Cassandra: Kima Guitart Exhibition at the Museum of Decorative Arts
To speak with my voice: the ultimate. I did not want anything more, anything different.
Cassandra, by Christa Wolf
On March 30, Spain’s National Museum of Decorative Arts in Madrid inaugurated the exhibition Cassandra, featuring the works of textile artist Kima Guitart. Cassandra is her vision of the myth of Cassandra, a symbol of unheard and invisible women, a mythical character from the Iliad, and protagonist of the novel by German novelist and essayist Christa Wolf.
Kima Guitart fell in love with silk textiles in 1971 when she sought a way to support her painting. After studying traditional oriental painting techniques on silk, she was “trapped forever in its threads, so subtle and so strong at the same time.”. Like the protagonist of Christa Wolf’s novel Cassandra, Kima developed a language that allowed her to “speak with her voice.”. Seeking to restore the voice taken from Cassandra, she nourishes her interpretation of the novel from the third feminist wave in the 1970s.

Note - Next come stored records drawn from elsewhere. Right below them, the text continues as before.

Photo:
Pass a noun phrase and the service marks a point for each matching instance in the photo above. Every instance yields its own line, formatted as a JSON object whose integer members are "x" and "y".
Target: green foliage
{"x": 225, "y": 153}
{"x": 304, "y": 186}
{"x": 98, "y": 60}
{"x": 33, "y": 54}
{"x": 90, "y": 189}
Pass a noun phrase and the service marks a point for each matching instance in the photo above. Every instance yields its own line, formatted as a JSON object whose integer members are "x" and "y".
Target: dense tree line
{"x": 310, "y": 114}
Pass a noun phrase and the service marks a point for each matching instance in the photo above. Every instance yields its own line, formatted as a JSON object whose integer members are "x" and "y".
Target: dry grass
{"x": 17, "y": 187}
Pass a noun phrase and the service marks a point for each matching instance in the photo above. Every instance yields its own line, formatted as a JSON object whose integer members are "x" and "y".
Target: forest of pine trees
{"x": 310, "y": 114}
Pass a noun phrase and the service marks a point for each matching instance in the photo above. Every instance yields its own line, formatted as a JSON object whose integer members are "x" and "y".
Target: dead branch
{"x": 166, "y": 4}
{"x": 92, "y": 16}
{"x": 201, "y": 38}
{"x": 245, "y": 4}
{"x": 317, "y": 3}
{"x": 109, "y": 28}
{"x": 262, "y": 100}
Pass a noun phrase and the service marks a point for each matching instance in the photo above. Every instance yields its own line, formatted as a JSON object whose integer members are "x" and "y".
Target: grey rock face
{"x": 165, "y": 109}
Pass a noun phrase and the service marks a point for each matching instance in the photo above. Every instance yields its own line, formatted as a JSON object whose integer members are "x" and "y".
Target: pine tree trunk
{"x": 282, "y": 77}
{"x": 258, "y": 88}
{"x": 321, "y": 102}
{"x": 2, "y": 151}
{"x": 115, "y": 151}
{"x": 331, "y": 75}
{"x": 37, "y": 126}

Kima wanted to contemporize the art of silk in her creations. After developing her gestural language, she explored the technique in Paris and New York. She observed, interpreted, internalized, and transgressed it to make it her own. “I consider myself an artist, designer, and artisan. Heiress of an ancient and living tradition and the desire to incorporate the concept of beauty to everyday life.”
A finalist in 2012 for Spains’s prestigious Premio Nacional de Artesanía 2021 (National Crafts Award), her creations, which range from mural silks and clothing to large-scale textile sculptures and installations, have been in museum and gallery exhibitions in Europe, the United States, and China. Kima is a member of SACo, the association of contemporary artisans in Spain whose mission is to showcase creations by artisans and designers from Spain who work in various disciplines.
The exhibition runs until September 3.